According to the report, at least 155 million people in 55 countries and territories worldwide are in crisis-level or more severe “severe food insecurity”, an increase of about 20 million people year-on-year. Severe food insecurity has been on the rise since the report was first published in 2017. Severe food insecurity is defined as the inability to consume enough food to put lives at immediate risk. The report notes that economic shocks, such as those caused by epidemics, have replaced extreme weather events as the second leading cause of food insecurity in the last year.

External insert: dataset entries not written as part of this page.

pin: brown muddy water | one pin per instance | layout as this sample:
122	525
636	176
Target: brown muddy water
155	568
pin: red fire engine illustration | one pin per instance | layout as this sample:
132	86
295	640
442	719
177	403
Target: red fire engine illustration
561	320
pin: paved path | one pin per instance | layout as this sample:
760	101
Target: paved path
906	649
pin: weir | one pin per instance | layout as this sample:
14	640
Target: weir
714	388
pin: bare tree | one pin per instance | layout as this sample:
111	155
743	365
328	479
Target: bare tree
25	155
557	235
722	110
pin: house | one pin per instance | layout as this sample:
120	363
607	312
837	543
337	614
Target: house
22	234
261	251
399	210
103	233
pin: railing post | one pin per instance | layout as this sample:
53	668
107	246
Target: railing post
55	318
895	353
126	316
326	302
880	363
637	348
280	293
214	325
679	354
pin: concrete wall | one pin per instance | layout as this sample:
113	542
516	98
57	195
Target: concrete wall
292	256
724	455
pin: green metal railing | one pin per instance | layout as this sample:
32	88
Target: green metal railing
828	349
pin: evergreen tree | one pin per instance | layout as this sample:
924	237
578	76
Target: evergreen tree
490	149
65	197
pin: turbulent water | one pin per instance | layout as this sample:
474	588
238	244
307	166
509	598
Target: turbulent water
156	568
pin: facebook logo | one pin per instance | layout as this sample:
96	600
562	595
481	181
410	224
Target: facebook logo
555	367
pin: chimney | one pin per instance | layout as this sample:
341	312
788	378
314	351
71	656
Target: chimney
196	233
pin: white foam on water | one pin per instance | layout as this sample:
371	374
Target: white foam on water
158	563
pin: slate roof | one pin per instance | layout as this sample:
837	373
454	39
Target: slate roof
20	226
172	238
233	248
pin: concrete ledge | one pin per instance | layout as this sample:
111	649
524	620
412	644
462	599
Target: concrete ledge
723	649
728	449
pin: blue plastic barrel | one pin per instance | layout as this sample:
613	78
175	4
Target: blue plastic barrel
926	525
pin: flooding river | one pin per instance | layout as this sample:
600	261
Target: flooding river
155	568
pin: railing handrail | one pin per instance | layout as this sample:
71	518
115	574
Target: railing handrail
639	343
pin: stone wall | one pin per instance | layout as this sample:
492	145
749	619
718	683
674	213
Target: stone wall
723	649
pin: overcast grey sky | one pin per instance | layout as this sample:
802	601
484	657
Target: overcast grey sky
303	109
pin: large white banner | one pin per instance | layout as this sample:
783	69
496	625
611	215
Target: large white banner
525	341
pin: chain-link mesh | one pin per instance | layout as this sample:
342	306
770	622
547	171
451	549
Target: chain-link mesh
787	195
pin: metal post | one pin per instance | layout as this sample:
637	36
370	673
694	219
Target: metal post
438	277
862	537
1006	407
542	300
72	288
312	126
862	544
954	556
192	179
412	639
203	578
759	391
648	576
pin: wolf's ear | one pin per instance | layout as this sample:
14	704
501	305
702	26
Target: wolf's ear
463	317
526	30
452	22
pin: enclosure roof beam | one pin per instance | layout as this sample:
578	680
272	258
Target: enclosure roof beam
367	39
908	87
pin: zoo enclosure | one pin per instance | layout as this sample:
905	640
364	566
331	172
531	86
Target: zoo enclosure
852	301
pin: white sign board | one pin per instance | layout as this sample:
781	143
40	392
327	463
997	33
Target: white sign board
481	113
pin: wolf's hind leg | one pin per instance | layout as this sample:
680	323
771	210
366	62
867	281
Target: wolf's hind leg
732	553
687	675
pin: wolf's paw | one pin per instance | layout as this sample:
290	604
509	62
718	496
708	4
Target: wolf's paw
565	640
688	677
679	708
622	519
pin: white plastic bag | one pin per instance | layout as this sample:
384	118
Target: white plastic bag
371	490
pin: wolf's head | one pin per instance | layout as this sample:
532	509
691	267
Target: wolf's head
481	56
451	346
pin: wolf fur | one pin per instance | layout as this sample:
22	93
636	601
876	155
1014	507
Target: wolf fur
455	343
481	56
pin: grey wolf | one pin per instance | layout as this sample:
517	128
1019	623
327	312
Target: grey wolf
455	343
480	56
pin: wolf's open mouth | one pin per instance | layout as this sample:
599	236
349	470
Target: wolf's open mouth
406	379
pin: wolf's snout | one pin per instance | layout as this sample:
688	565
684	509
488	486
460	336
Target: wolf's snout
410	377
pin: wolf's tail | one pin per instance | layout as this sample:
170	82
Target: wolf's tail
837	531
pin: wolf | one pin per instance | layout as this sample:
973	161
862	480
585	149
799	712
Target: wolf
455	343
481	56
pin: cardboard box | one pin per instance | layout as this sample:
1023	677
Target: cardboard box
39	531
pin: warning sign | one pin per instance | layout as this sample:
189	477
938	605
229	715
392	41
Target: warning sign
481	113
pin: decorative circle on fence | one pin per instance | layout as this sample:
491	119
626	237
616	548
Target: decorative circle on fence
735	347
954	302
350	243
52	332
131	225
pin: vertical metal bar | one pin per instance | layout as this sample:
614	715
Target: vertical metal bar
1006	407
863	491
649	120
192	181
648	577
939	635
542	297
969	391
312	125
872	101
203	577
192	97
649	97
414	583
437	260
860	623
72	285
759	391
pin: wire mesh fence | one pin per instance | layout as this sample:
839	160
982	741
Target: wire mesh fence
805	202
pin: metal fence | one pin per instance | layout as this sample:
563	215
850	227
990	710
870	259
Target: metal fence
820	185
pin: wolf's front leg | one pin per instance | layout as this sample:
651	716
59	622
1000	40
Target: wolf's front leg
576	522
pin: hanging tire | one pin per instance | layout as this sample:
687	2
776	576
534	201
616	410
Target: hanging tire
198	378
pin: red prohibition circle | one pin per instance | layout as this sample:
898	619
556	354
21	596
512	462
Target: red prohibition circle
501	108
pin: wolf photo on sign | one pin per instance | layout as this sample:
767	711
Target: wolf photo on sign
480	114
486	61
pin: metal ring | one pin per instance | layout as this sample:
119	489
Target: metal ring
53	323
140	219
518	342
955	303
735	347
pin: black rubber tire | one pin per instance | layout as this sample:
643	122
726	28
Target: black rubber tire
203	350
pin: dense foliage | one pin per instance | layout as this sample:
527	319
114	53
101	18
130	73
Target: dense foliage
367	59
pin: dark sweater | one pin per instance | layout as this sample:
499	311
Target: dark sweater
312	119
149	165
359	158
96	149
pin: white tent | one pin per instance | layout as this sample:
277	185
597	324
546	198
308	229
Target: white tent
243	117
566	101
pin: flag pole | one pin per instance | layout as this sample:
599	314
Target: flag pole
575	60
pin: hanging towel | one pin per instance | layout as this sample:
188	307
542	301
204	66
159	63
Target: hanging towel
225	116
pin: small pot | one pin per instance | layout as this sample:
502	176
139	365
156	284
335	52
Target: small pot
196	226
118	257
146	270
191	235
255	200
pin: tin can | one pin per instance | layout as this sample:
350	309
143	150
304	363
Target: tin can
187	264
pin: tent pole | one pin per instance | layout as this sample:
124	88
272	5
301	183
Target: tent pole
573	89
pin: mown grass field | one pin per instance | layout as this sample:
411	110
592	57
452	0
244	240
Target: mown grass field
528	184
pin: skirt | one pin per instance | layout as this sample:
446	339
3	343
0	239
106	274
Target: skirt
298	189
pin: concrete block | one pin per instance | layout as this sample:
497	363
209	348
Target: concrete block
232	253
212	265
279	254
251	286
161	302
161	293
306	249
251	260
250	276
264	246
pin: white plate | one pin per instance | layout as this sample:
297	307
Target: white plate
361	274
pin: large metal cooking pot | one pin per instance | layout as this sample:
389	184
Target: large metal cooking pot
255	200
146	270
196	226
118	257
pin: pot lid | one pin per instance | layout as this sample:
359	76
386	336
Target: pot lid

Ironically, Brazil, the world’s largest net food exporter, has also experienced a famine crisis. The country’s economy was ravaged by the epidemic, with gross domestic product (GDP) shrinking by 4.1 percent last year, and it has yet to emerge from its predicament. According to a survey conducted by the Brazilian Association for Food Safety and Nutrition, 19 million people were “hungry” last year, and half of the population could not guarantee sufficient food at home, with the weak economy, worsening unemployment and rising prices being the main causes.

Behind this phenomenon, in fact, confirms that in the more developed economies, the food crisis is more due to the economic downturn, inflationary problems. For example, the same food-exporting countries, second only to Brazil’s second largest economy in South America, Argentina, earlier this year also announced a ban on domestic corn exports to stabilize prices.

Argentina’s economy has been shrinking for three years in a row since 2018, and is in dire straits during the epidemic. As the world’s third largest corn exporter, Argentina’s domestic food supply is reasonably adequate, the ban on exports is only due to high food prices, resulting in unaffordable for the public, but also proves that the famine is not simply a reflection of the “lack of food”, but is closely related to changes in the global economic environment.